WASHINGTON, March 4, 2026, 18:34 (EST)
- Oracle has agreed to a White House pledge, committing to pay the electricity bills for upcoming AI data centers.
- The aim here: ease fears that surging data-center expansion might end up raising electricity bills for households.
- Oracle is set to report results March 10. Investors will be tuning in for any signals on cloud spending and demand.
Oracle (ORCL) joined heavyweights Alphabet’s Google, Microsoft, and Amazon at the White House on Wednesday, all signing on to a pledge they’re calling the “Ratepayer Protection Pledge.” The aim: prevent new data centers from driving up electricity costs for residential and small business customers. Under the agreement, the companies commit to adding or procuring extra power for their sites and footing the bill for necessary grid upgrades, as lawmakers and communities ramp up pressure on tech expansion leading up to November’s midterm elections. Even so, Jon Gordon, director at Advanced Energy United, flagged a bigger snag: “The real problem is the inability to get generation online fast enough.” 1
Oracle’s announcement comes as the company ramps up spending on cloud infrastructure to support AI initiatives, while also working to convince investors it won’t overstretch its balance sheet in the process. The company has outlined plans to pull in between $45 billion and $50 billion in 2026 via a combination of stock and debt, including up to $20 billion through share sales at market prices, according to Reuters last month. Russ Mould, investment director at AJ Bell, noted that some in the market now view Oracle’s prospects as “heavily tied to OpenAI.” 2
Oracle has pinned March 10 as the date for its fiscal third-quarter earnings—numbers drop after U.S. markets shut. The conference call and webcast start up at 4:00 p.m. Central Time, the company confirmed. 3
A ratepayer, put simply, means a utility customer. The White House deal aims to make clear to local officials: companies behind server farms are the ones footing the bill for added power needs and new wiring—not households.
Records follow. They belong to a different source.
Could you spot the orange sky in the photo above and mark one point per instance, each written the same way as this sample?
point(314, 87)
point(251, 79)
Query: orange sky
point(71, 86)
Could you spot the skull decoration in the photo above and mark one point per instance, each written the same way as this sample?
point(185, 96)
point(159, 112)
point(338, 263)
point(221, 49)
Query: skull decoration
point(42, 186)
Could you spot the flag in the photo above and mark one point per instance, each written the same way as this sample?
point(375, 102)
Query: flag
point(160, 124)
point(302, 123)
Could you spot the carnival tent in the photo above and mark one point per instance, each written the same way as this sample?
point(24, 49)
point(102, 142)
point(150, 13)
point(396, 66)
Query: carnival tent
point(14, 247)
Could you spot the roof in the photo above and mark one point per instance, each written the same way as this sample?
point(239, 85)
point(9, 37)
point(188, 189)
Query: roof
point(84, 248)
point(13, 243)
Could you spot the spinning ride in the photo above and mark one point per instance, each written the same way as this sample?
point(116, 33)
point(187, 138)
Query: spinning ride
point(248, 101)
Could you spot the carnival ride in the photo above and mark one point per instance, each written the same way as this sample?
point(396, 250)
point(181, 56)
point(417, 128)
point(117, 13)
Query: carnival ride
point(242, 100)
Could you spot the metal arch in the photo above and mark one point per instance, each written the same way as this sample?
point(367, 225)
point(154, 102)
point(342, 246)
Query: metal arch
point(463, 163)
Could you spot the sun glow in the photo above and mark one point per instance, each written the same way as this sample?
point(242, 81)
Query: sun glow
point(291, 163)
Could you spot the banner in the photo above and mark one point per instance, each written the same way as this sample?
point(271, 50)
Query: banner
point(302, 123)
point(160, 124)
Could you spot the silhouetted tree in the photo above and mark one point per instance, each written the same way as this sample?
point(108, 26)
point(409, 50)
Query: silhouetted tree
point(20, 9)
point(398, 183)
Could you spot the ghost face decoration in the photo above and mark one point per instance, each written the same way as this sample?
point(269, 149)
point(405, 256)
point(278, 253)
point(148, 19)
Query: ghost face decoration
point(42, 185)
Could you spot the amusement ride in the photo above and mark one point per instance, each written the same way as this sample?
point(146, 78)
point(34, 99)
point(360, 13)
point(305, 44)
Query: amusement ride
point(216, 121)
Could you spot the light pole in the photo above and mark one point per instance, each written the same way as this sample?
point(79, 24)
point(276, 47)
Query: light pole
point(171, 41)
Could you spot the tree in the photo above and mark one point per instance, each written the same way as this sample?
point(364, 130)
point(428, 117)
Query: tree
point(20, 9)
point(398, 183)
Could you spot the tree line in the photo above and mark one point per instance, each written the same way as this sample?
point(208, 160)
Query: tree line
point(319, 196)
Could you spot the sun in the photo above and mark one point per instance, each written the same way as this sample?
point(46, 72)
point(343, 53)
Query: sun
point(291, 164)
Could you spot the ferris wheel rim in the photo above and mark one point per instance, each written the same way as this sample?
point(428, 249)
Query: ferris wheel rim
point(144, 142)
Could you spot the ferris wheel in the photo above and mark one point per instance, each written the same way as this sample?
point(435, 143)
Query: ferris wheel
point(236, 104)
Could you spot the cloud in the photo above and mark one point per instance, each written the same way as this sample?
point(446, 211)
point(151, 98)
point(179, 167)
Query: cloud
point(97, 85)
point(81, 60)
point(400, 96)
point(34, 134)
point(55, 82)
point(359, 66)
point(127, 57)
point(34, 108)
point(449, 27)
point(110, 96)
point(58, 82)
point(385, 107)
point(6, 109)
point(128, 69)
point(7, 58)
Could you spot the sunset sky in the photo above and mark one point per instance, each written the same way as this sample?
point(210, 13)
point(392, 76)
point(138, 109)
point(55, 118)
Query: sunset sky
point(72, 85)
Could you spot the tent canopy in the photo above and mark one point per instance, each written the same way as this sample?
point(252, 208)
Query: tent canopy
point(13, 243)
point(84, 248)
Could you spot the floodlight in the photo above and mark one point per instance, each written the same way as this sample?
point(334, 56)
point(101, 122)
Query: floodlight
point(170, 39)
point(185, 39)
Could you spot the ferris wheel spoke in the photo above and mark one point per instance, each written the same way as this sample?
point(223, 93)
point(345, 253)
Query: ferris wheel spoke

Oracle is ramping up its data-center strategy beyond U.S. borders, announcing plans to pour $1.5 billion into cloud infrastructure in Saudi Arabia. That spend includes a fresh public cloud region for Riyadh and added capacity at an existing Jeddah facility, according to Reuters on Monday. Amazon Web Services is targeting an investment topping $5.3 billion for a Saudi data-center region by 2026. Google Cloud, joined by Saudi Arabia’s Public Investment Fund, has committed $10 billion to develop an AI hub in the country. 4
The White House’s promise, though, isn’t binding. Critics are quick to point out the lack of enforcement teeth and clarity on when extra power might actually arrive. The Associated Press notes there’s no mechanism to hold anyone accountable, and with electricity mostly under state—not federal—control, Washington’s influence is limited. “More than a pledge, we urgently need strong policies and protections,” said Jill Tauber, vice president of litigation for climate and energy at Earthjustice. 5
Oracle’s math is simple: power and permits are bottlenecks, so shelling out extra early on might cost less than delays. The focus moves off “who pays?” and zeroes in on “how fast can you build?”
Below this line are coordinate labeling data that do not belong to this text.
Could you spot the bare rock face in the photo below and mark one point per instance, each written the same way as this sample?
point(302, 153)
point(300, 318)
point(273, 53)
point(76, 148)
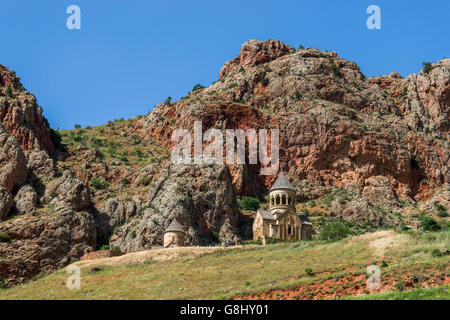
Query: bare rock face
point(68, 192)
point(26, 200)
point(21, 115)
point(43, 244)
point(13, 171)
point(378, 191)
point(40, 164)
point(200, 197)
point(6, 203)
point(358, 210)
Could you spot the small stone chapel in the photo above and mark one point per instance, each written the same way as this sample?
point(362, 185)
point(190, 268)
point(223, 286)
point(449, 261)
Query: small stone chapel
point(281, 222)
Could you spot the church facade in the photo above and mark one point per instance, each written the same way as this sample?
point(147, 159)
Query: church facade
point(281, 221)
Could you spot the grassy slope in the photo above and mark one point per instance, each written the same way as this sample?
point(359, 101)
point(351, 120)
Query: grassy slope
point(230, 273)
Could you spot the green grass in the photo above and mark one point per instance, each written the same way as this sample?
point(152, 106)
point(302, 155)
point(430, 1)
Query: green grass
point(436, 293)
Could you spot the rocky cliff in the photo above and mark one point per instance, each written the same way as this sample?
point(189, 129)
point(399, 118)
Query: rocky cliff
point(373, 150)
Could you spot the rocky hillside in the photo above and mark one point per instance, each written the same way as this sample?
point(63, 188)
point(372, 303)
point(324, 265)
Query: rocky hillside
point(368, 150)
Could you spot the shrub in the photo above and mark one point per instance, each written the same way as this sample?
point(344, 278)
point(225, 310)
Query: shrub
point(144, 181)
point(263, 80)
point(9, 92)
point(399, 286)
point(215, 236)
point(73, 260)
point(428, 223)
point(56, 138)
point(427, 67)
point(248, 203)
point(441, 210)
point(197, 87)
point(334, 231)
point(96, 183)
point(309, 272)
point(436, 253)
point(336, 70)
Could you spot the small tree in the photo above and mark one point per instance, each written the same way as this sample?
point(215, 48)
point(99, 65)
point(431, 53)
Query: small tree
point(336, 70)
point(197, 87)
point(428, 223)
point(334, 231)
point(427, 67)
point(96, 183)
point(248, 203)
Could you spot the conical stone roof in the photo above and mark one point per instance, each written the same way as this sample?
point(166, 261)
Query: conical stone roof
point(282, 182)
point(174, 226)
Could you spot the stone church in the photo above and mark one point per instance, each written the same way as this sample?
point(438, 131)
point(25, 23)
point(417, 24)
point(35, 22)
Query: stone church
point(281, 222)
The company’s up against Amazon, Microsoft, and Google in a computing rental sector now bottlenecked by electricity for AI tasks. Signing a pledge won’t move the needle on permits for plants, transmission, or substations.
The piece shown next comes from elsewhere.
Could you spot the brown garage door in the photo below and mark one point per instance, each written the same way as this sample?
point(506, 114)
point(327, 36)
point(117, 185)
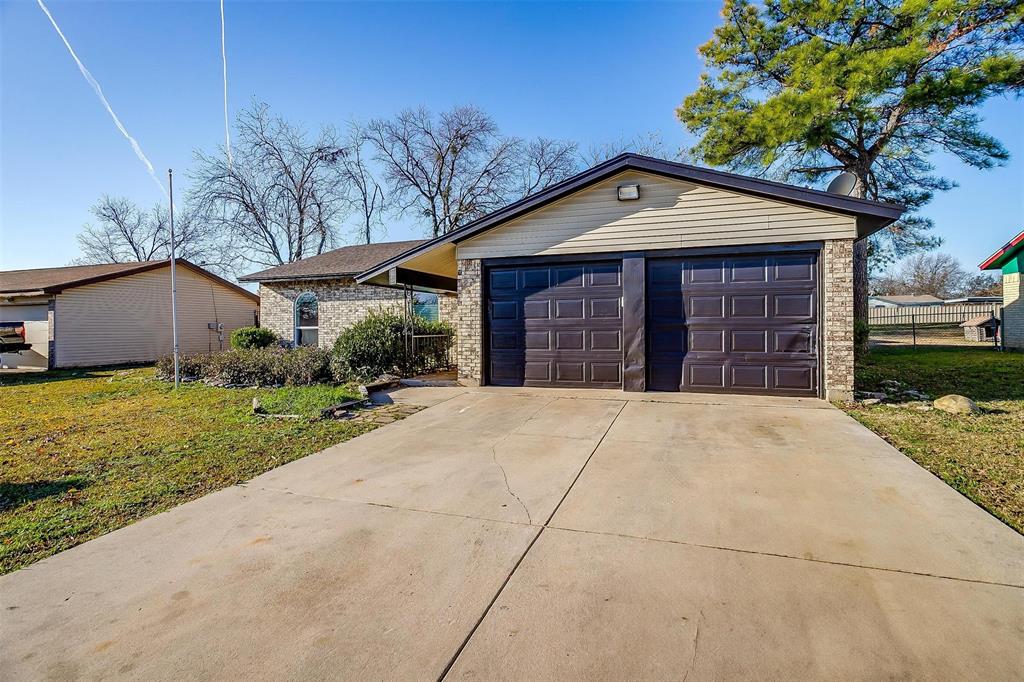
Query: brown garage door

Oracle reports results March 10, giving investors a chance to see if cloud demand is matching the heavy data center spending. They’ll be watching for evidence that new capacity is driving revenue quickly enough to make the expansion worthwhile.
Oracle’s strategy, at least for the moment, is to cover the electricity tab itself—an attempt to push its AI data center ambitions ahead, despite mounting pressure from utilities and local officials.